Nevertheless, we are discarding what worked for us and embracing a measure of the things that didn’t work for them. The root cause of this transition stems from the runaway social sympathy of the left. They are totally obsessed with spending money on the “disenfranchised.” (For a hundred years, a poor person in America was better off than most Russians.) Despite the outpouring of trillions to the “underclass” their conditions have worsened. There’s more of them and many have embraced a lifestyle of drugs, alcohol and dependency. Among them are a growing criminal class that threatens all of us with wrongdoing from misdemeanors to murders.
In order to fund this mayhem (along with economic stimulus and assorted other subsidies) our government must also “expropriate the capitalists.” They do it through higher taxes and the hidden tax of inflation (money printing). Soaking the rich and grabbing the profits of successful companies is the exact path utilized by the socialists and collectivists who have ruined the economies of many nations.
I started my company in 1973 with a small amount of capital. Soon my money was gone. I worked without pay for months. Finally, in 1979 I started to make a little money. Immediately, the state and federal government wanted half my small profit. It drove me nuts. I needed to have a cushion, a rainy day fund. I knew losses would ultimately come again. It crippled my growth and expansion. It caused me to buy a tax shelter that allowed me to keep more of my money, but subsequently caused me grief.

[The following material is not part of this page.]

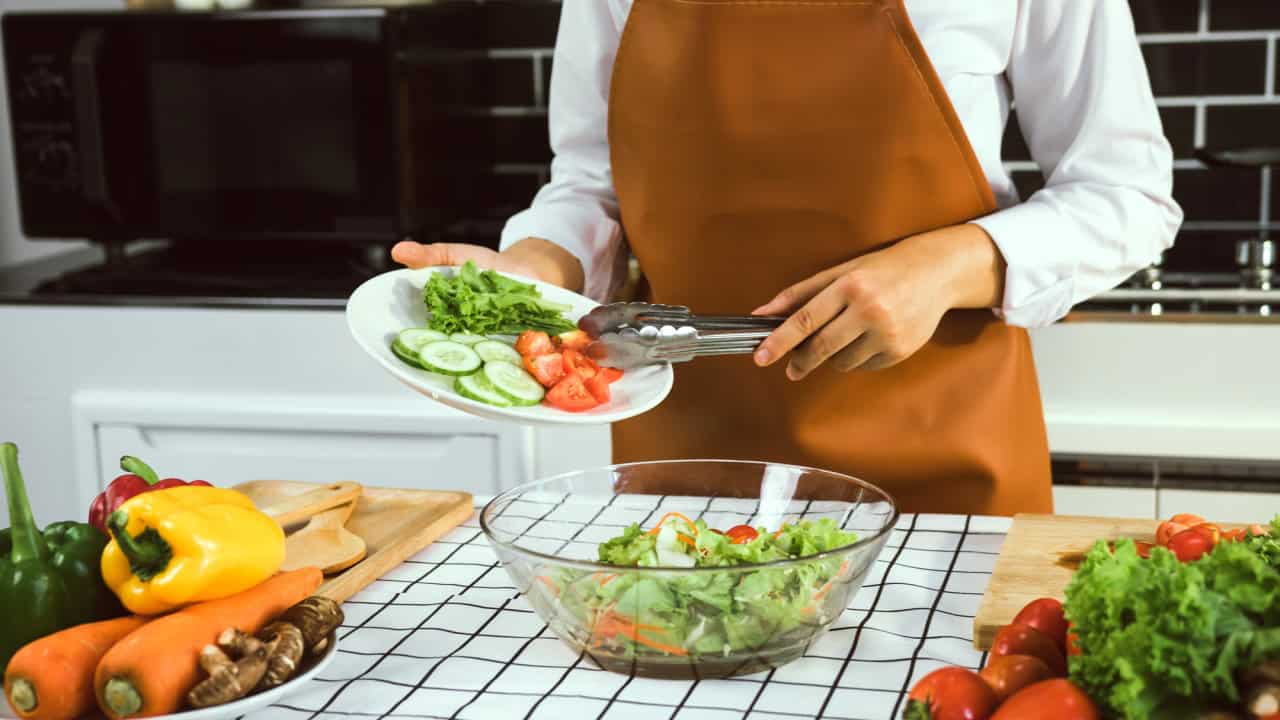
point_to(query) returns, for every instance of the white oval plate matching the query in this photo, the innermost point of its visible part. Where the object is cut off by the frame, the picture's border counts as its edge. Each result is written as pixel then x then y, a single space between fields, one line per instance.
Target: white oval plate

The left cherishes the idea that business success and profits are a matter of luck. They think entrepreneurs are a grubby lot who will nevertheless keep an inexhaustible fund of tax dollars flowing to pay for their social schemes. They are wrong. Most business start-ups fail. The few who succeed encounter difficulties and struggles. Nothing comes easy. Companies fail at every stage of development, big or small. How many major corporations have lasted 100 years, five maybe ten? Loading business with high taxes and social costs may fatten up welfare benefits but, as history proves conclusively, it kills the economy.